BO is a small airway disease that primarily affects the terminal bronchioles, characterized by severe and irreversible obstructive ventilatory dysfunction. It is mainly caused by factors such as organ transplant rejection, connective tissue diseases, viral infections, inhalation of toxic substances, and autoimmune disorders [14,15,16]. BO is a serious complication characterized by dry cough, dyspnea, and hypoxemia, affecting approximately 30–90% of PNP patients [13, 17]. On CT imaging, it may present as “mosaic” perfusion, bronchial wall thickening, centrilobular nodules, and bronchiectasis [18]. Research has found that respiratory failure caused by BO is the main cause of death in PNP patients with Castleman’s disease [13]. When PNP is complicated with BO, the patient’s risk of death significantly increases, often indicating poor prognosis [3].

This patient initially presented with oral lichen planus. He denied any history of tobacco use, chronic respiratory illness, or work-related inhalation of dust. He presented with dry cough, followed by wheezing after physical activity. Blood gas analysis showed hypoxemia. Immunological screening tests were unremarkable. Pulmonary function tests showed extremely severe mixed ventilation dysfunction. Chest imaging revealed thickening of peripheral bronchiolar walls, central nodules in the lobule, and partial bronchiectasis in both lower lobes of the lungs. Areas of decreased lung attenuation were also observed, indicating air trapping—a hallmark radiological feature of small airway disease. Based on these clinical, functional, and radiological findings, a definitive diagnosis of bronchiolitis obliterans (BO) was established. Combined with the characteristics of the patient’s pemphigus, positive anti-desmoglein 3 antibodies, and the final mediastinal puncture biopsy confirmed the diagnosis of pulmonary small lymphocytic lymphoma.

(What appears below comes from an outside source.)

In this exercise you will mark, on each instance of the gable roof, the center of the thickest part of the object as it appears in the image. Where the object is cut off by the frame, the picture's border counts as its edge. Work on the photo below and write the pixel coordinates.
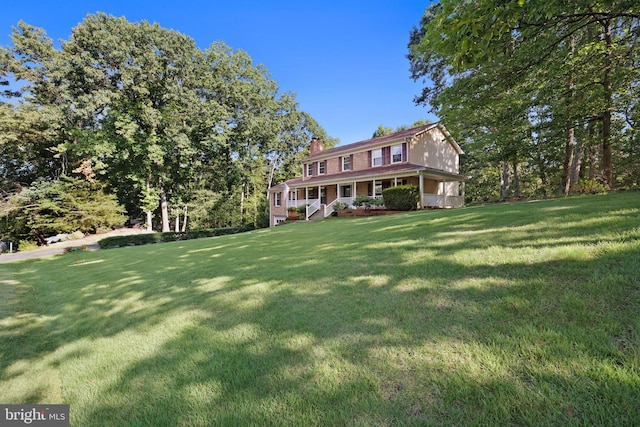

Lymphoma, PNP, and BO can constitute a clinical syndrome. Its exact pathogenesis is not yet clear, but it is speculated that certain autoantibodies produced by PNP may play a role in causing acute inflammation of the respiratory epithelium [4, 5]. Several patients have PNP onset, which may be difficult to detect early due to the insidious onset of lymphoma and BO. Some lymphoma patients may develop PNP months or years later [19]. In these patients, lymphomas often progress slowly and are of low-grade malignancy, but their prognosis is poor, with respiratory failure caused by BO being the main cause of death. Therefore, patients with PNP or unexplained respiratory symptoms should be highly alert to the possibility of potential lymphoma and undergo a comprehensive evaluation to achieve early diagnosis and intervention.

A multicenter study in China showed that for patients with chronic lymphocytic leukemia/small lymphocytic lymphoma who were > 65 years old or had high-risk factors, doctors preferred a regimen containing a BTKi, followed by a regimen containing rituximab; for patients who were ≤ 65 years old and without high-risk factors, the proportion of patients who chose the two regimens was similar [20]. Patients with BO have a poor prognosis. Current therapeutic strategies primarily aim to alleviate symptoms, delay disease progression, and prevent complications. Conventional pharmacological treatments include corticosteroids, immunosuppressive agents, and antibiotics. Additionally, supportive therapies such as long-term oxygen therapy and pulmonary rehabilitation play an important role. In specific circumstances, lung transplantation can be used as the final treatment option for severe patients who are ineffective with drug treatment [21]. This patient received standard inhaled corticosteroid treatment, combined with two courses of Orelabrutinib combined with Obinutuzumab to treat the primary disease. The patient’s lymphoma and paraneoplastic syndrome improved, but subsequent chest CT examination still showed imaging manifestations consistent with BO.

The limitation of this case is that no pathological evidence was obtained for BO, mainly because the patient had a mediastinal tumor, bronchoscopic biopsy was limited, and the patient had poor lung function and no bronchoscopy was performed.